Benadeelde partij [slachtoffer 1] B.V.

- verklaart [C] , namens [slachtoffer 1] B.V., niet-ontvankelijk in de vordering en bepaalt dat de vordering kan worden aangebracht bij de burgerlijke rechter;
- compenseert de proceskosten van de benadeelde partij en verdachte, in die zin dat ieder haar eigen kosten draagt;
Benadeelde partij [slachtoffer 2] B.V.
- verklaart [E] , namens [slachtoffer 2] B.V., niet-ontvankelijk in de vordering en bepaalt dat de vordering kan worden aangebracht bij de burgerlijke rechter;
- compenseert de proceskosten van de benadeelde partij en verdachte, in die zin dat ieder haar eigen kosten draagt;
Voorlopige hechtenis
- heft op het reeds geschorste bevel tot voorlopige hechtenis;
Beslag
  • verklaart verbeurd een betonschaar;
  • gelast teruggave van de telefoon aan veroordeelde.

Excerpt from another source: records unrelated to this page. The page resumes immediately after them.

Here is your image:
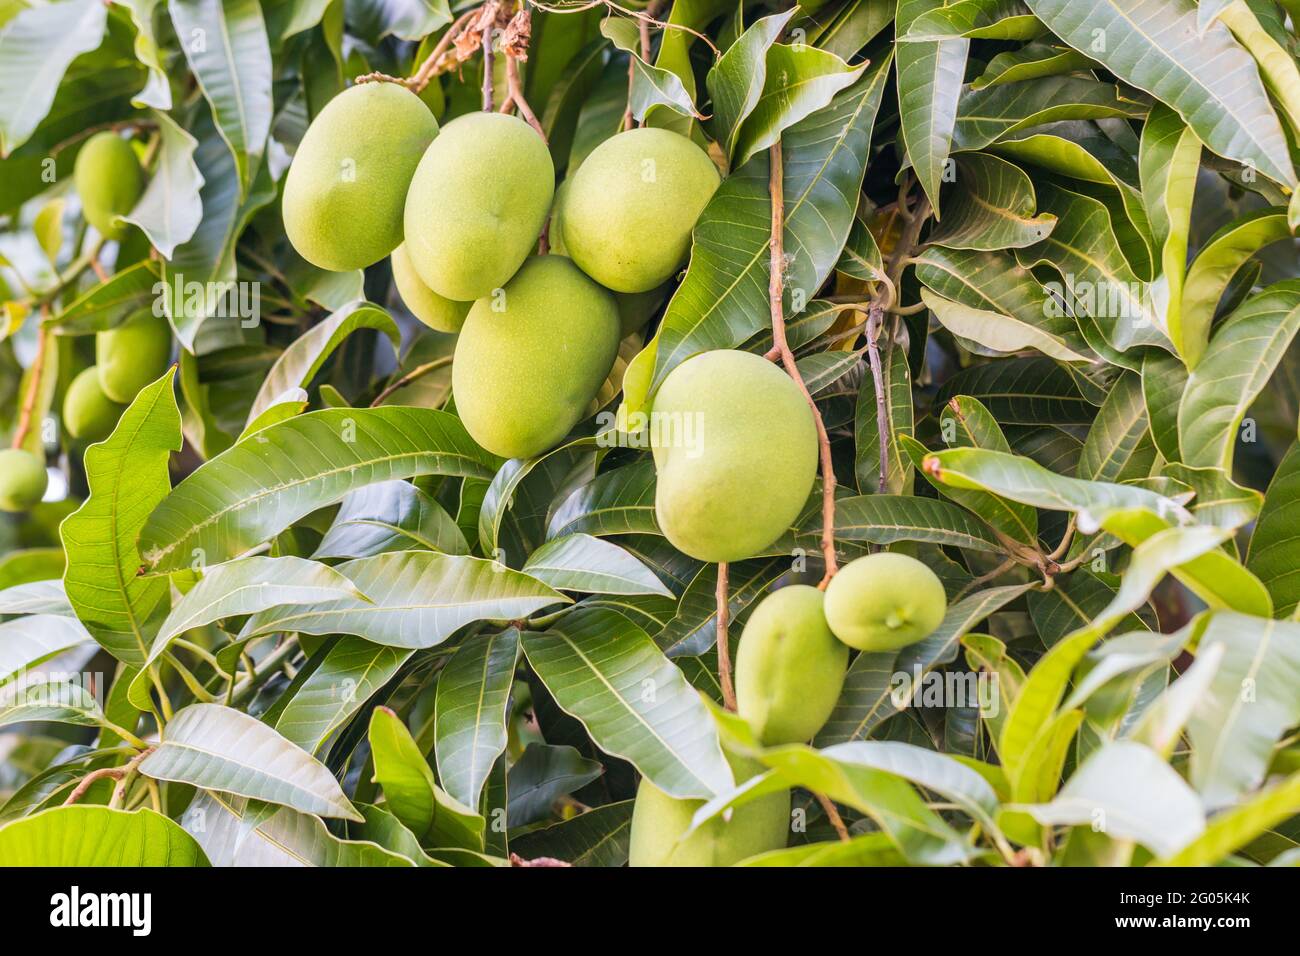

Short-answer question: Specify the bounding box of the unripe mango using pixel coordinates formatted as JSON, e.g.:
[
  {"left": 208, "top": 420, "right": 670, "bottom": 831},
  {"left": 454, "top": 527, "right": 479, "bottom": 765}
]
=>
[
  {"left": 0, "top": 448, "right": 48, "bottom": 512},
  {"left": 452, "top": 256, "right": 619, "bottom": 459},
  {"left": 391, "top": 243, "right": 471, "bottom": 333},
  {"left": 651, "top": 349, "right": 817, "bottom": 562},
  {"left": 561, "top": 127, "right": 719, "bottom": 292},
  {"left": 628, "top": 756, "right": 790, "bottom": 866},
  {"left": 74, "top": 132, "right": 144, "bottom": 242},
  {"left": 96, "top": 310, "right": 172, "bottom": 403},
  {"left": 64, "top": 367, "right": 126, "bottom": 442},
  {"left": 284, "top": 83, "right": 437, "bottom": 271},
  {"left": 824, "top": 552, "right": 948, "bottom": 652},
  {"left": 736, "top": 585, "right": 848, "bottom": 745},
  {"left": 404, "top": 113, "right": 554, "bottom": 301}
]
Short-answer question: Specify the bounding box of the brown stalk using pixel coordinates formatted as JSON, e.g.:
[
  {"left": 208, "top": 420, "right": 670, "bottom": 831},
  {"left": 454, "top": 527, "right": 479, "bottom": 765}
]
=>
[
  {"left": 12, "top": 309, "right": 49, "bottom": 450},
  {"left": 63, "top": 747, "right": 155, "bottom": 807},
  {"left": 715, "top": 562, "right": 736, "bottom": 711}
]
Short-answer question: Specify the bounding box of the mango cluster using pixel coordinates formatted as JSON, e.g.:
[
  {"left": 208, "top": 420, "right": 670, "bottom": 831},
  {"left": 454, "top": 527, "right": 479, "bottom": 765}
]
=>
[
  {"left": 282, "top": 83, "right": 719, "bottom": 461},
  {"left": 61, "top": 309, "right": 173, "bottom": 445}
]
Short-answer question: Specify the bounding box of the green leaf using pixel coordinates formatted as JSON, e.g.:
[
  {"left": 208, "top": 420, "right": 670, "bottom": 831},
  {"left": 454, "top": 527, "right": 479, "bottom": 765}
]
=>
[
  {"left": 1179, "top": 210, "right": 1292, "bottom": 367},
  {"left": 273, "top": 637, "right": 412, "bottom": 754},
  {"left": 1157, "top": 770, "right": 1300, "bottom": 866},
  {"left": 0, "top": 806, "right": 208, "bottom": 865},
  {"left": 122, "top": 110, "right": 205, "bottom": 258},
  {"left": 548, "top": 459, "right": 660, "bottom": 538},
  {"left": 1023, "top": 741, "right": 1204, "bottom": 858},
  {"left": 817, "top": 494, "right": 1004, "bottom": 553},
  {"left": 650, "top": 56, "right": 892, "bottom": 389},
  {"left": 184, "top": 790, "right": 410, "bottom": 866},
  {"left": 138, "top": 407, "right": 500, "bottom": 572},
  {"left": 523, "top": 533, "right": 673, "bottom": 596},
  {"left": 951, "top": 76, "right": 1146, "bottom": 153},
  {"left": 48, "top": 260, "right": 162, "bottom": 334},
  {"left": 600, "top": 18, "right": 702, "bottom": 123},
  {"left": 655, "top": 558, "right": 782, "bottom": 657},
  {"left": 970, "top": 42, "right": 1095, "bottom": 89},
  {"left": 896, "top": 0, "right": 969, "bottom": 216},
  {"left": 0, "top": 614, "right": 92, "bottom": 685},
  {"left": 1188, "top": 612, "right": 1300, "bottom": 808},
  {"left": 242, "top": 552, "right": 566, "bottom": 649},
  {"left": 933, "top": 357, "right": 1094, "bottom": 426},
  {"left": 347, "top": 0, "right": 451, "bottom": 42},
  {"left": 923, "top": 290, "right": 1088, "bottom": 362},
  {"left": 902, "top": 0, "right": 1040, "bottom": 40},
  {"left": 1141, "top": 349, "right": 1187, "bottom": 462},
  {"left": 854, "top": 343, "right": 914, "bottom": 494},
  {"left": 60, "top": 369, "right": 182, "bottom": 667},
  {"left": 1179, "top": 281, "right": 1300, "bottom": 470},
  {"left": 1162, "top": 462, "right": 1262, "bottom": 530},
  {"left": 817, "top": 585, "right": 1033, "bottom": 744},
  {"left": 1078, "top": 371, "right": 1157, "bottom": 483},
  {"left": 0, "top": 677, "right": 103, "bottom": 730},
  {"left": 433, "top": 628, "right": 519, "bottom": 810},
  {"left": 1023, "top": 0, "right": 1294, "bottom": 185},
  {"left": 929, "top": 153, "right": 1056, "bottom": 250},
  {"left": 0, "top": 579, "right": 71, "bottom": 616},
  {"left": 245, "top": 302, "right": 399, "bottom": 427},
  {"left": 0, "top": 0, "right": 107, "bottom": 156},
  {"left": 521, "top": 607, "right": 733, "bottom": 799},
  {"left": 170, "top": 0, "right": 273, "bottom": 197},
  {"left": 141, "top": 703, "right": 362, "bottom": 820},
  {"left": 509, "top": 800, "right": 634, "bottom": 866},
  {"left": 705, "top": 8, "right": 796, "bottom": 162},
  {"left": 506, "top": 742, "right": 603, "bottom": 827},
  {"left": 1247, "top": 442, "right": 1300, "bottom": 618},
  {"left": 313, "top": 480, "right": 469, "bottom": 560}
]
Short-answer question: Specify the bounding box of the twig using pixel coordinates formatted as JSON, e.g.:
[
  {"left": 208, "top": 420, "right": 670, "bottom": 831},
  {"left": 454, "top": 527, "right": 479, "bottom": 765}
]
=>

Dit vonnis is gewezen door mr. L.M.G. De Weerd, voorzitter, mr. Y.M. Vanwersch en mr. C.M.J.M. van Buul, rechters, in tegenwoordigheid van mr. L. Steijns, griffier, en is uitgesproken op de openbare terechtzitting van 23 april 2021.

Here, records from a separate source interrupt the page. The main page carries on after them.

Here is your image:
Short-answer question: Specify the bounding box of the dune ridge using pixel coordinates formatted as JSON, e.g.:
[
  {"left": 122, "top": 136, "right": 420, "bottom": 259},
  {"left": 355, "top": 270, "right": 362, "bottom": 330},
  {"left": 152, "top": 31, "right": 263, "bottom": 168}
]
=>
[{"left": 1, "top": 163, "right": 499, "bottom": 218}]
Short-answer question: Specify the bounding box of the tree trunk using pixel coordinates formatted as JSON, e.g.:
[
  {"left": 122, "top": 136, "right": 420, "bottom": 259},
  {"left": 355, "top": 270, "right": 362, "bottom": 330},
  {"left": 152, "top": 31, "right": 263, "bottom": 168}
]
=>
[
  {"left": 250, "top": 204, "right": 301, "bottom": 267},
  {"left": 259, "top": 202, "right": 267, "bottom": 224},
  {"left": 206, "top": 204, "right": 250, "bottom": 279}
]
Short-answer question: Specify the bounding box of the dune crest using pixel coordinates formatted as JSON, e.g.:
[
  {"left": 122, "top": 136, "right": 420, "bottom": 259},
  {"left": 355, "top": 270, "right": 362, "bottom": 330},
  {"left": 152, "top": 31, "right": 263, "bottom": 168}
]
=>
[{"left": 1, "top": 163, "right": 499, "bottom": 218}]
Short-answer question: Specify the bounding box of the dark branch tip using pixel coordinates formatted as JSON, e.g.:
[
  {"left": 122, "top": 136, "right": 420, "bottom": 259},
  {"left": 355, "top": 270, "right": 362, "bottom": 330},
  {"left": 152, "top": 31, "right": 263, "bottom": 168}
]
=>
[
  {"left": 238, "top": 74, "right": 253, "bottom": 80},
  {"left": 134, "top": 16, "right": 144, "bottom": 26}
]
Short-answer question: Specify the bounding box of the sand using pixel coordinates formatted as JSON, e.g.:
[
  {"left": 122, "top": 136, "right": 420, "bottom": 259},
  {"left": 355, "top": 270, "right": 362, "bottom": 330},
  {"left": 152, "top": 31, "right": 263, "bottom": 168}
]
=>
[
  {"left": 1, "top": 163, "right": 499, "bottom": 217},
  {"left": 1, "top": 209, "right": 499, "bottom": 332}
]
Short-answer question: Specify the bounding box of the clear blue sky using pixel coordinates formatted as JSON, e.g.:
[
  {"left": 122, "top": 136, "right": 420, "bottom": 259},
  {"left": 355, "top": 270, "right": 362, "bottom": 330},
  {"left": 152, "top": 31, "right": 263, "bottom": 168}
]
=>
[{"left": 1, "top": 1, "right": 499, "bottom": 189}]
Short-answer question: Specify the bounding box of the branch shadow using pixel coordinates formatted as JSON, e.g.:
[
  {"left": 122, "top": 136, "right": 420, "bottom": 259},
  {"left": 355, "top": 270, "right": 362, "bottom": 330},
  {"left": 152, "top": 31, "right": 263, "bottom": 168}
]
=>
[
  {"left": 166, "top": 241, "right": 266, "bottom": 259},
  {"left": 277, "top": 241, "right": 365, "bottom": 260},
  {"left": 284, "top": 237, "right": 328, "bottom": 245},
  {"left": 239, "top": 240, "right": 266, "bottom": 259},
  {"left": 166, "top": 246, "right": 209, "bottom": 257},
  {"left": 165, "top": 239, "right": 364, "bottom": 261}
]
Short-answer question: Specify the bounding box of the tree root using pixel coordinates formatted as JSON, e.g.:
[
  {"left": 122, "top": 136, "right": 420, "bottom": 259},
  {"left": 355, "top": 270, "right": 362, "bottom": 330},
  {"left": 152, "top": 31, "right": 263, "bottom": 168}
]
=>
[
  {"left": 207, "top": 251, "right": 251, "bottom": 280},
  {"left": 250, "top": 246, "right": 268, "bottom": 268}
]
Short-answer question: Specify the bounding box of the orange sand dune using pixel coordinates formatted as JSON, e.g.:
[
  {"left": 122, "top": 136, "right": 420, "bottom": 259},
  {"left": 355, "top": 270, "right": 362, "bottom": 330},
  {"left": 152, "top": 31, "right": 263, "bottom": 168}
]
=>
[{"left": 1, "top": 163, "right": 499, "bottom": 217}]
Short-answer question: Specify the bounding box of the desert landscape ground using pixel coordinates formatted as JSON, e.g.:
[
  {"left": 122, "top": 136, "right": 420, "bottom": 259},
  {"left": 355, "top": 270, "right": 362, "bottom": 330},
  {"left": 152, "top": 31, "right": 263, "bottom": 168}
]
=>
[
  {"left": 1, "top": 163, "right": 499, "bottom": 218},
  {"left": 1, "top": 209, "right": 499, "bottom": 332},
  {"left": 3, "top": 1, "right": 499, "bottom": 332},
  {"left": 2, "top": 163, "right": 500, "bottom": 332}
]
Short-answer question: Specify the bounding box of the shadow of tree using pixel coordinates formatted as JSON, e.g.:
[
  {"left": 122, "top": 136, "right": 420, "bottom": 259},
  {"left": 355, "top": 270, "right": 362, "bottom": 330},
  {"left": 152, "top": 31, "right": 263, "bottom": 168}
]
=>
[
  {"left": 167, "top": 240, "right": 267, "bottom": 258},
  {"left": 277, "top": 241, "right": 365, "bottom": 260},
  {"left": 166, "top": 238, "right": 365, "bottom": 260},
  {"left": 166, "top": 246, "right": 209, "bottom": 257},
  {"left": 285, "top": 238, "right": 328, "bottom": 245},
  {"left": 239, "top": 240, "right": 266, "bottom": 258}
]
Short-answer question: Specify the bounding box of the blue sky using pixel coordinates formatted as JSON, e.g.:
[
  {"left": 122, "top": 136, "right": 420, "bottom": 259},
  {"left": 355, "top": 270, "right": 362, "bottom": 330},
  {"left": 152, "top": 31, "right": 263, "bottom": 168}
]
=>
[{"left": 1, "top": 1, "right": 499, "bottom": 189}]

Mr. Y.M. Vanwersch is buiten staat dit vonnis mede te ondertekenen.
Bijlage: de tenlastelegging
Aan verdachte wordt ten laste gelegd dat:
Feit 1
hij op of omstreeks 4 januari 2021 te Woerden, althans in Nederland,
tezamen en in vereniging met een of meer anderen, althans alleen,
op een besloten erf waarop een woning stond, te weten het terrein van [slachtoffer 1]

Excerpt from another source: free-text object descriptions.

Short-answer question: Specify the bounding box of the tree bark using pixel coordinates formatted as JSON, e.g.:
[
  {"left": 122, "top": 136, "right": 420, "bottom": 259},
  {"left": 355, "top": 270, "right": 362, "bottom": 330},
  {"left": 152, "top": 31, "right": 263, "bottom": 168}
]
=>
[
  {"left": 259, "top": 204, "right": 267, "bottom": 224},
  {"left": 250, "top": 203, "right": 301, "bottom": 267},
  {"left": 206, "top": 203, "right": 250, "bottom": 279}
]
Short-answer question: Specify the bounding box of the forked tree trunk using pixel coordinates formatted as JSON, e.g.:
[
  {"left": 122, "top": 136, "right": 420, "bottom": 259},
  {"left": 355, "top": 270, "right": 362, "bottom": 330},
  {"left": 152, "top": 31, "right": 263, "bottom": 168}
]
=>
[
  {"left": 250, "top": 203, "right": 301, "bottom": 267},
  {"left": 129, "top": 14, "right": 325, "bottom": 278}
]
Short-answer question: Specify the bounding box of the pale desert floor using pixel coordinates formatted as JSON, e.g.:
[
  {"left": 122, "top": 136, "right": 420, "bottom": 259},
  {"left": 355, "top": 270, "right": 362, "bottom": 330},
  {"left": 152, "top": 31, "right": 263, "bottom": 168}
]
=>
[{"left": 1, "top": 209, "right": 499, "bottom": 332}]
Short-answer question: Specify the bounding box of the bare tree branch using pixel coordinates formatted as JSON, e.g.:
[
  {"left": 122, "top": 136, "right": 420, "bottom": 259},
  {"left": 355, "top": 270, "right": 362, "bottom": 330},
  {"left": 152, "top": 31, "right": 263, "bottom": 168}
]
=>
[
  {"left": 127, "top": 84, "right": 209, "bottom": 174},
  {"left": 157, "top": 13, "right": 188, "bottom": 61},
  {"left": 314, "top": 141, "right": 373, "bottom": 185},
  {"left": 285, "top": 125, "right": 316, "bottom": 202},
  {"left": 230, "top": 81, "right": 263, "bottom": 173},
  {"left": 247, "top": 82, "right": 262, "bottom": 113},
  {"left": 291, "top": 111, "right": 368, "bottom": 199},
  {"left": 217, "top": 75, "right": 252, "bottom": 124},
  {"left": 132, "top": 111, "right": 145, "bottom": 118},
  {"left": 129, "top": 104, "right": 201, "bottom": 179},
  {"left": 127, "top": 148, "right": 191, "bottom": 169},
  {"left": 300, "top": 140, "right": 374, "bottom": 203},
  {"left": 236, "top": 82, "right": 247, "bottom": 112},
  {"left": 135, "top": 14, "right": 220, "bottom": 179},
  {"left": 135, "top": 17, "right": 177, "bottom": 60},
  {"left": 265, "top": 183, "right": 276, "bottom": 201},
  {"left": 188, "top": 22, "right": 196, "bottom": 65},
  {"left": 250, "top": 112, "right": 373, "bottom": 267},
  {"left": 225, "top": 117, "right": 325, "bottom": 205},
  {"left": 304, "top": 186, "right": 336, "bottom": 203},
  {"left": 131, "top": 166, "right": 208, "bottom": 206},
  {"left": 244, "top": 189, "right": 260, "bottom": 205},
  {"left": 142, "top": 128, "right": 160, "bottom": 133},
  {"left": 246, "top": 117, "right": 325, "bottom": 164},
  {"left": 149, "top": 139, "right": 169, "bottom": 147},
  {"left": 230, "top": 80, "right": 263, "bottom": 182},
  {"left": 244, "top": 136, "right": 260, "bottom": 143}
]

gelegen op of aan de [straatnaam] [nummeraanduiding 2] en/of [nummeraanduiding 1] te Woerden, alwaar verdachte zich buiten
weten of tegen de wil van de rechthebbende bevond,
(ongeveer) 150, althans een grote hoeveelheid dozen met kleding (van
[onderneming 1] ), in elk geval enig goed, dat geheel of ten dele aan een ander dan aan
verdachte en/of zijn mededader(s) toebehoorde, te weten aan [slachtoffer 1] en/of [onderneming 2]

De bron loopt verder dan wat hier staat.